The FBI arrested Christopher Lee Cornell, a.k.a. Raheel Mahrus Ubaydah on Wednesday, for allegedly planning to bomb the U.S. Capitol in collaboration with the Islamic State of Iraq and the Levant (ISIL).
He is said to have tweeted about “jihad,” and planned to set off a series of pipe bombs at the Capitol building to kill lawmakers, whom he considered enemies.
The FBI and Department of Homeland security issued a bulletin to law enforcement agencies across the country, notifying them of the case.
“The alleged activities of Cornell highlight the continued interest of US-based violent extremists to support designated foreign terrorist organizations overseas, such as ISIL, by committing terrorist acts in the United States,” the bulletin read. “Terrorist group members and supporters will almost certainly continue to use social media platforms to disseminate English language violent extremist messages."

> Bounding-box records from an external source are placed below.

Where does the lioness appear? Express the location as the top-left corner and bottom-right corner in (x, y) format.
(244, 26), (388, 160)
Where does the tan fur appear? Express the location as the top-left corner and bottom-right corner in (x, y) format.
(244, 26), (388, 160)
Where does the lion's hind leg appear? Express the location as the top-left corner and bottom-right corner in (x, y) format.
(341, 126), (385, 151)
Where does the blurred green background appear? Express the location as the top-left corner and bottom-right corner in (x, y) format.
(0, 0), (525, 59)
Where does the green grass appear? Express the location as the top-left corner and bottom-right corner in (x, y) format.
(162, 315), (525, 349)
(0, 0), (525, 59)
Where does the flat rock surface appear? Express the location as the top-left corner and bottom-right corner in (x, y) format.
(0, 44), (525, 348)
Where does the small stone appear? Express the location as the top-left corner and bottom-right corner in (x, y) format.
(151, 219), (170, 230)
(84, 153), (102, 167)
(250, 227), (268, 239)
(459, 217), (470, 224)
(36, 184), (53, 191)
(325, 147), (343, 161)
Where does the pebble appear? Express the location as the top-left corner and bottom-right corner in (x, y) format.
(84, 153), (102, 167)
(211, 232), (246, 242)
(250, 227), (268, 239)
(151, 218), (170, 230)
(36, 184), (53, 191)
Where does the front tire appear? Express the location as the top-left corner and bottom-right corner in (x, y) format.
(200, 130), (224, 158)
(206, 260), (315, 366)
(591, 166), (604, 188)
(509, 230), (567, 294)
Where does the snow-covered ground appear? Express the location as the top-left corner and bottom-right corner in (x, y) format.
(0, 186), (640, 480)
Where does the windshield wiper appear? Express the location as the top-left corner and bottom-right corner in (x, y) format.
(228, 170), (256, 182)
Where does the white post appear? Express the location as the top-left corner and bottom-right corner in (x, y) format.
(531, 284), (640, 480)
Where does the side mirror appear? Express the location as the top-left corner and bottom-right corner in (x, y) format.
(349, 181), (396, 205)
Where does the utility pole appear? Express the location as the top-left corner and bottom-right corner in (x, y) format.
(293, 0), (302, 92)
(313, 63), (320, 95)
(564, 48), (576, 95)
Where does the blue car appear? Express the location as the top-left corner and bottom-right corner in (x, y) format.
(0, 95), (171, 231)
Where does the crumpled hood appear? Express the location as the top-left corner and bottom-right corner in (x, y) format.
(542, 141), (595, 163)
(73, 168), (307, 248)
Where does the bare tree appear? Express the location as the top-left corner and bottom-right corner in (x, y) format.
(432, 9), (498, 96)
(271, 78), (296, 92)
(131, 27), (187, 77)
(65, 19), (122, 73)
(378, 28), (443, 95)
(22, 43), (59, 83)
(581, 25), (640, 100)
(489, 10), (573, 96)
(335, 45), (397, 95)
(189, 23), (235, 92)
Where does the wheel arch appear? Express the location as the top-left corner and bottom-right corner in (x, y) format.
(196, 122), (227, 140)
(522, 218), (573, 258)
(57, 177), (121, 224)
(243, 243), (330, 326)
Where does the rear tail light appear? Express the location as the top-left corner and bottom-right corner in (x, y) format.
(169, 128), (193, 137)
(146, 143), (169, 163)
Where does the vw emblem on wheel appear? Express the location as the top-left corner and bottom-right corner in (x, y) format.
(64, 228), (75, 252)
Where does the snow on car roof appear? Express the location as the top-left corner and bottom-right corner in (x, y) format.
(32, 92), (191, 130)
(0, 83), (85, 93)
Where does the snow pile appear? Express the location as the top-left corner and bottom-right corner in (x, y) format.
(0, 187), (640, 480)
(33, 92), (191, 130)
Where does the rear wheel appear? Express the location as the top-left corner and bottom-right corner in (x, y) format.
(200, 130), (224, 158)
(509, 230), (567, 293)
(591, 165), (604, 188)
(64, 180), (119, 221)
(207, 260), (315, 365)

Even though the FBI hasn't provided details of the case, it's likely that Cornell was the target of a sting operation after his tweets were noticed by the Bureau.
A recent report cites that in the majority of high profile terrorism cases, the FBI “uses sting operations to entrap informants, creating terrorists out of law-abiding individuals.”
The Justice Department and the FBI have targeted American Muslims in “abusive” counterterrorism sting operations based on religious and ethnic identity, according to the report from HRW and Columbia University Law School’s Human Rights Institute.
The study found that many of the over 500 terrorism-related cases since the War on Terror began in 2001 have alienated the communities that the government should rely on to prevent terrorism.
“This is a number that sounds really big, and it makes it sound like Americans are being kept safe from terrorism attacks,” Andrea Prasow, deputy Washington director for HRW, said in a video released with the report in July, 2014. “But we found that in a lot of these cases, people were prosecuted who never would have committed a terrorist attack in the first place, if it weren’t for the involvement of the FBI.”